The rule-of-law question this raises is not trivial. Democratic societies depend on the principle that governments — and their proxies — do not conduct acts of sabotage in peacetime against the infrastructure of allied states without authorisation. Germany and Ukraine are not at war with each other. Germany is, as BBC reporting notes, Ukraine’s biggest source of European military aid. The prosecution is not an act of hostility toward Ukraine; it is an act of legal accountability for an act that, whatever its strategic rationale, was conducted covertly and caused real harm.

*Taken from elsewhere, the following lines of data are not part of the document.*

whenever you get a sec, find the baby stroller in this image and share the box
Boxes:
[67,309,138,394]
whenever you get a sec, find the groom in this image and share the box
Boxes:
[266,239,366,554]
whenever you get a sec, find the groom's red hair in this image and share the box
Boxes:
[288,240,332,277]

This distinction matters more than it might appear. The argument that the ends justify the means — that destroying Russian revenue infrastructure was strategically correct and therefore should not be investigated or prosecuted — is precisely the reasoning that authoritarian states use to justify their own covert operations. If liberal democracies abandon the principle that covert sabotage of allied infrastructure requires accountability, they invite a world in which that principle no longer holds for anyone. The precedent set by the Nord Stream attacks, if allowed to stand unexamined, is that pipelines, cables, and other civilian infrastructure are legitimate covert targets in any conflict adjacent to a war — including future ones involving non-Russian actors.

Historically, even close allies have prosecuted or investigated actions taken by each other’s operatives when those actions violated the laws of the state where they occurred. The Greenpeace bombing of the Rainbow Warrior by French intelligence agents in Auckland harbour in 1985 resulted in French operatives being tried and imprisoned by New Zealand courts — and the French government ultimately paid compensation. The principle that state proximity to an act does not immunise it from legal consequences is well established in liberal jurisprudence.

There is a further complication: the investigation has never definitively established who authorised the operation. Germany’s Federal Court of Justice, Swedish investigators, and Danish authorities have all been involved at various points. Russian accusations of US or British involvement have circulated without evidence. The charges against Serhii K. address a specific individual’s alleged operational role, not the chain of command above him. Whether German prosecutors will — or can — follow the evidence wherever it leads, including potentially into the Ukrainian state security apparatus, remains an open question. The political pressures on Berlin to limit the scope of the investigation will be immense.

What to watch

The legal trajectory of this case — whether Serhii K. cooperates, names others, or contests the charges — will determine how far the investigation extends. Berlin law firm Menaker’s confirmation of the indictment without detail suggests a defence posture of contesting the facts rather than admitting and justifying. Watch for Ukraine’s official response: Kyiv’s reaction will signal whether it treats this as a purely bilateral legal matter or attempts to escalate it diplomatically. The strain on the Germany-Ukraine relationship is real but probably manageable — what is less clear is whether the charges will produce further indictments, and whether those indictments will eventually point toward state-level decision-makers.